CAUTION: NOT A TEACHER
Suthipong,
Congratulations! You are an excellent student, for you have asked a very
thoughtful question that has been asked by many people, native speakers included.
(1) Here in the United States, there are millions (yes, millions) of people who do not
use the third-person "s." (Of course, when I hear them speak, I go crazy. It sounds so
horrible to my ears.)
(a) Do you listen to American pop music? Well, some of those singers are people
who do not use the third-person "s."
(b) The government has told those people: It's fine if you speak that way in your
private lives, but -- please ! -- speak standard English at your jobs.
(2) Why do those people not use the "s"? Well, here may be one reason:
(a) In the 15th century, people who lived in the middle part of England stopped using
any ending for the third person.
(i) "John Dam kno" instead of "knows."
(ii) Shakespeare had one of his characters say: "the town is beseech'd, and the trumpet call (instead of calls) us to the breach."
(3) Some of those people came to the American colonies (as you know England used
to rule part of what we now call the United States of America) and spoke that way.
Well, over the years, educated people continued to insist on the use of the "s," but
some people, including those who did not attend school, continued to drop the -s and
this practice has continued (in some families) right down to 2012.
(4) Believe it or not, some people think that maybe in the future, English speakers will
decide to simplify the language even more and drop the third-person "s."
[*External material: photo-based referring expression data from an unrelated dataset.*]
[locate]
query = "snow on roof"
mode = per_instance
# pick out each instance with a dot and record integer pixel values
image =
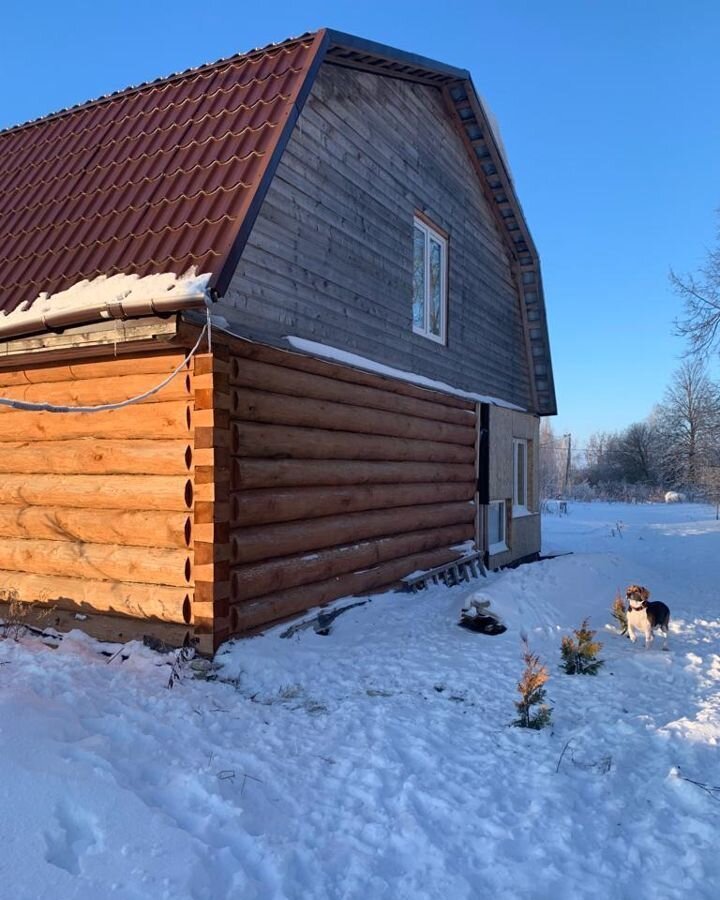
(369, 365)
(114, 297)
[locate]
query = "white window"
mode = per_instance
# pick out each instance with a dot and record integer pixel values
(496, 527)
(429, 282)
(520, 506)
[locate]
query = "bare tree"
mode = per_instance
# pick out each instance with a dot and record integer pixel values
(553, 453)
(689, 425)
(700, 294)
(638, 453)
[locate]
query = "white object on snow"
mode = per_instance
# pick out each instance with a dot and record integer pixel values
(674, 497)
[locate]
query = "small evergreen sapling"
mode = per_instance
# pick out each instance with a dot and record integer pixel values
(619, 613)
(579, 655)
(532, 712)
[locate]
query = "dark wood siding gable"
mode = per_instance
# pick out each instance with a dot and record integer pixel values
(330, 255)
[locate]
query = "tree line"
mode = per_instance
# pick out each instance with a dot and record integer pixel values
(677, 447)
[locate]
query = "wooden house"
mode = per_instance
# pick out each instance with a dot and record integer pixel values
(366, 402)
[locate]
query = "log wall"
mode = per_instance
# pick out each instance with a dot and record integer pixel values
(97, 509)
(340, 482)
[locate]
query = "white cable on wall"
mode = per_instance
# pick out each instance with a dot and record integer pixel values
(105, 407)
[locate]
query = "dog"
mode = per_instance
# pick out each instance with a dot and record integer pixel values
(645, 615)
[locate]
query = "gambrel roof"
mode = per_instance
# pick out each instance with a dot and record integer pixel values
(169, 176)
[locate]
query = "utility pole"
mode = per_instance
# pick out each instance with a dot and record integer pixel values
(567, 464)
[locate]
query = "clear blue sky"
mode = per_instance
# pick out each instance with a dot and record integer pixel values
(610, 112)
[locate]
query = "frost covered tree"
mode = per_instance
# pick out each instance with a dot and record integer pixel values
(700, 294)
(689, 426)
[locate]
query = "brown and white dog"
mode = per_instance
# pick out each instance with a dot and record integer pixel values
(644, 615)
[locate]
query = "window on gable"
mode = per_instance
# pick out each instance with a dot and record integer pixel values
(520, 476)
(429, 282)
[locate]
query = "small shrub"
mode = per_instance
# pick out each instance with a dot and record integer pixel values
(579, 654)
(619, 612)
(532, 711)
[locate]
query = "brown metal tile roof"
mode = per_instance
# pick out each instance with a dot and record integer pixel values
(171, 174)
(157, 178)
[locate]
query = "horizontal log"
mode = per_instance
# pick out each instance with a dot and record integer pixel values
(170, 492)
(95, 391)
(302, 363)
(261, 507)
(246, 615)
(135, 528)
(264, 473)
(271, 541)
(101, 457)
(277, 409)
(252, 581)
(143, 601)
(107, 562)
(264, 376)
(285, 442)
(156, 420)
(131, 364)
(108, 628)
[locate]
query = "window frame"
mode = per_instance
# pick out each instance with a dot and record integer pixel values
(520, 503)
(431, 232)
(500, 546)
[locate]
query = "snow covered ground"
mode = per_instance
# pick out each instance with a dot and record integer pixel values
(377, 762)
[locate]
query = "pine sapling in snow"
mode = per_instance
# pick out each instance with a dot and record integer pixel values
(532, 712)
(619, 613)
(579, 654)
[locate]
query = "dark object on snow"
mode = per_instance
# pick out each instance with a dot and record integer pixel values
(451, 573)
(322, 621)
(485, 624)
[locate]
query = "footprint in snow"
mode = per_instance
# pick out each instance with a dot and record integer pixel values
(73, 834)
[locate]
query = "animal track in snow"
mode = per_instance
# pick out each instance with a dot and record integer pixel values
(74, 834)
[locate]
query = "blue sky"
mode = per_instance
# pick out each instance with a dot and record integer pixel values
(609, 111)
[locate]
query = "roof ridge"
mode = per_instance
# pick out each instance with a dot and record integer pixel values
(155, 82)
(5) BUT we are living in 2012. Please, please, use the third-person "s." If you do not,
people will think that you are ignorant and lose respect for what you have to say.
*****
P.S. I got all this historical information from the first volume (Syntax) of A Grammar of
the English Language (1931) written by (IMHO, of course!) the greatest grammarian
who has ever lived (and who will ever live): Professor George Oliver Curme.